內堂裡,一名老者端坐在正位上,其人眉眼精細,乃是商中老手,正是天蔭城首富凌震東。
昔年他不過一名小商,卻慧眼識英,自天下會落足天山之後。便多與天下會弟子交好,後來結識文丑醜,以現銀下血本賄駱,拿到天下會物資供給商的差使。
試想天山萬餘人,每日米油蔬果布匹的用度何等之大。不管雄霸怎麼壓制價錢,其中的利潤亦可想而知。
所以,自天下會創立至今,凌震東財源廣進,不僅已成爲天蔭城首富,更在其他屬城各地建下了許多基業。
凌震東知道天下會纔是大靠山,更在多年前把次子凌南送入天下會,但願能掌得要職,便可隨着天下會的勢力擴大自家生意。
雄霸在位時,忌才濫殺,打壓屬下,凌南再有才能,終只是一個小頭目。
不想此時天下會換主,次子凌南卻身居要職。
凌震東且能不喜,他的下首,凌南仔細說過了雲乘風欲提他父兄爲商貿旗旗主之事。凌震東微微低眉,陷入了沉思之中。
一會,他才微微擡頭,說道:“南兒,此事當真不好決斷啊!這是一個絕大的機會,天下會威名江湖,與之合作,雖只能分得兩成,也夠我凌家稱雄商道了。但此一事,唯恐落足天下會,爲他人做了嫁衣裳。雲幫主喜時,凌家自可無礙,一個不喜,凌家勢被滅進滿門。”

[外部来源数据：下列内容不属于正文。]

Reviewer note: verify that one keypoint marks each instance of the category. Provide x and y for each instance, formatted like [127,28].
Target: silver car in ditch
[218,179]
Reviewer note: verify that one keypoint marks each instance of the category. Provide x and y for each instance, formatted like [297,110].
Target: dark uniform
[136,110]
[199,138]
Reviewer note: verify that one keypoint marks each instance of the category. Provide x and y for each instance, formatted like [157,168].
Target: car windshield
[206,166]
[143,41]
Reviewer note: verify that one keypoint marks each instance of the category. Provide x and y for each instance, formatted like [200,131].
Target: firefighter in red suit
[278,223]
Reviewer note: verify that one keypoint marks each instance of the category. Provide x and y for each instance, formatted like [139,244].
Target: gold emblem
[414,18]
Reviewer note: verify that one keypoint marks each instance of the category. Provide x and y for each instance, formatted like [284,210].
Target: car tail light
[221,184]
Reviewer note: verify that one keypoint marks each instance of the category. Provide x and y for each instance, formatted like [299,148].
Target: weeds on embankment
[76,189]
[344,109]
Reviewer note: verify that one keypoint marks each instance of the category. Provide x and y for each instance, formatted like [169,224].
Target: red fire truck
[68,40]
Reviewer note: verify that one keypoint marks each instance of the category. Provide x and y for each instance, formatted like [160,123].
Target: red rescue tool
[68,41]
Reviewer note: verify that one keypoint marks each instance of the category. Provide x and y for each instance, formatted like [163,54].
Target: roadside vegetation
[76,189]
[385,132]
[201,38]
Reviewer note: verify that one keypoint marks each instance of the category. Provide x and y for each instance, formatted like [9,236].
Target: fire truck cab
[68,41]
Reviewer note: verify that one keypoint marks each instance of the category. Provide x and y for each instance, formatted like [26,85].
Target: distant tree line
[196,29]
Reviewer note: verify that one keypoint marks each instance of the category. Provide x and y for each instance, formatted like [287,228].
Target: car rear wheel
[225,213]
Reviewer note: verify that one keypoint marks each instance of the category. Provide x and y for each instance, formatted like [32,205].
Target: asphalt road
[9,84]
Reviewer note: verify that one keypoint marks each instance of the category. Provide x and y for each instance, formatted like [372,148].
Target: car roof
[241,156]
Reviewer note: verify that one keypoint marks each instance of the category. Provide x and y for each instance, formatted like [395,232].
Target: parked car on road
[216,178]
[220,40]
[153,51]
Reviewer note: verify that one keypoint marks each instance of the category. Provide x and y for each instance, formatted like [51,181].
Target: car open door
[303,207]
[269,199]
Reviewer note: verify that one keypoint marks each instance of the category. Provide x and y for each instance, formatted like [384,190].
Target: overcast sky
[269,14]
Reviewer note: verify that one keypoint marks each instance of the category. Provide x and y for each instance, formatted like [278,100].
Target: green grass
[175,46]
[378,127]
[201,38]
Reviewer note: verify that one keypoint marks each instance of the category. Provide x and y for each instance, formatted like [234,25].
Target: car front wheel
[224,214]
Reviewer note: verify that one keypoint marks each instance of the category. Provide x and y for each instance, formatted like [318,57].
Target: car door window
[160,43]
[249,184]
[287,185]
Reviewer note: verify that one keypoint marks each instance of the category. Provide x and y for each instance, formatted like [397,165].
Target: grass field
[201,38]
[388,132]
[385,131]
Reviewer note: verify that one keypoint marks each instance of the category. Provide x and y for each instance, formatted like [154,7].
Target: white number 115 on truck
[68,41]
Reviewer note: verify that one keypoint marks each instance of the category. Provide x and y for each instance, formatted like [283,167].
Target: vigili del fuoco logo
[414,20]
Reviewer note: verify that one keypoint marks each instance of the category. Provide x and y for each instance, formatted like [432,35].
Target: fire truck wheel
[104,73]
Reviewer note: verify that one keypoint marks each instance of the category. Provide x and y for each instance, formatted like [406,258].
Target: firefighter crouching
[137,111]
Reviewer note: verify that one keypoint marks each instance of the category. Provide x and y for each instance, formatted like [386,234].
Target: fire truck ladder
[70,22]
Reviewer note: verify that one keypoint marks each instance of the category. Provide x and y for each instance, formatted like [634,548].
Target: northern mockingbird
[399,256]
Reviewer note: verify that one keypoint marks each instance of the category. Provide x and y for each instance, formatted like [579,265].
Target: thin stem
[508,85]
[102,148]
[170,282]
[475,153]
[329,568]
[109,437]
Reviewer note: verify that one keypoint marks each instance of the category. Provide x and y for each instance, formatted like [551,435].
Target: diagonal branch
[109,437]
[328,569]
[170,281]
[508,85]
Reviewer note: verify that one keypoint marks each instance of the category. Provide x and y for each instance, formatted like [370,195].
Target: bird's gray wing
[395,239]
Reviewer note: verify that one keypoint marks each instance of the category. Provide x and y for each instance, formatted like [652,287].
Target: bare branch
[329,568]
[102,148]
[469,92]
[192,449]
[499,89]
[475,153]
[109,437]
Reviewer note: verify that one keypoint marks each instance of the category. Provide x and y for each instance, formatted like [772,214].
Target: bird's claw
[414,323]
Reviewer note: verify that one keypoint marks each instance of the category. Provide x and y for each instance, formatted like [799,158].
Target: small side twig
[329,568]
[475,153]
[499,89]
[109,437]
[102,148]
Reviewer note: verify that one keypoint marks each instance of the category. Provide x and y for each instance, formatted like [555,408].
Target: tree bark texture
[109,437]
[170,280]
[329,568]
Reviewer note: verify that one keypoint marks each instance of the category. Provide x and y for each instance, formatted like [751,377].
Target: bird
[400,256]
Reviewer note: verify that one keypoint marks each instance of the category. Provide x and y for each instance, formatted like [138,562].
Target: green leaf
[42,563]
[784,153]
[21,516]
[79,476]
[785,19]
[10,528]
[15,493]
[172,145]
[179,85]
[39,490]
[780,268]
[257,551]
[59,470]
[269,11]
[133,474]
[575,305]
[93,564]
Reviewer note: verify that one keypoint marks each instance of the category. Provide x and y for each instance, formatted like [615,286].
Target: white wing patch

右首一華服公子隨即起身,“父親,孩兒以爲,這無什麼不可。雲幫主如今正值風華,觀其志向必定宏大。古言,青壯好銫,老年愛財。不若把舒兒嫁給他,那時吹吹枕頭風,二弟三妹皆居要位,我凌家當可無礙!”
“大哥,怎能如此?舒妹若是嫁去,只能做妾,我不同意!……”凌南微一冷眼,凌舒是他最疼愛的妹妹,若說雲幫主無妻,他尚可應允,但此時雲幫主已有二妻,他怎麼也不願妹妹做妾。
凌震東有二子一女,兩位兒子一文一武,大兒子凌潤接手生意,雖只三十有餘,卻也是商中能手,二兒子凌南武功不弱,亦也是一流好手。
再說三女兒凌舒,那是美若天仙,更兼才情智計,亦是上上之選。雖不敢說與京城那些大富之女比得上,但也不弱了多少。
凌震東思索着,終於擡手壓住了二子的爭吵:“行,就這麼辦。戰國時,大商人呂不韋尚能奇貨可居,協助子楚嬴政。舒兒本就是我凌家子孫,就該爲我凌家出力。那時若是能生得一兒半女,天下會且非也有我凌家的一份。”
正在這時,一女奔進堂來,正是凌舒。
蓮步走動間,清靈跳脫,觀其面貌膚色白嫩,光滑晶瑩,眼珠靈動,雙眸如星。竟與楚楚幽若相比,亦不失多少色彩。更不同者,其眼波流轉處,竟爾有着絲絲的嬌媚,卻又不落庸俗,讓人生不出半點鄙夷來。
“爹,我纔不要嫁給莽漢武夫,就算讓我做正室我也不願,更別說還要做小妾了……”
雖然疼愛寶貝女兒,凌震東一聽,立即呵斥:“放肆,婚姻大事,向來是父母做主,且容你決斷。此事已定,就這般處理,過些日子讓你二哥帶你去見雲幫主,你舞姿優美,給我好好表現。”
議事散堂,凌舒心裡不舒服,卻也有些好奇之心,跟在二哥身後問道:“二哥,那雲幫主是怎麼樣一個人,是不是鬍子都快要蓋到脖子了?……”
問道這點,凌南倒是覺得幫主配上自己的妹妹,綽綽有餘,趕緊說了相貌。
凌舒烏圓圓的大眼睛一轉,卻又悵然失神道:“縱是他有張麪皮,又有什麼用,若說是天下會的風堂主,那我還可屈尊下嫁。這人,不行……”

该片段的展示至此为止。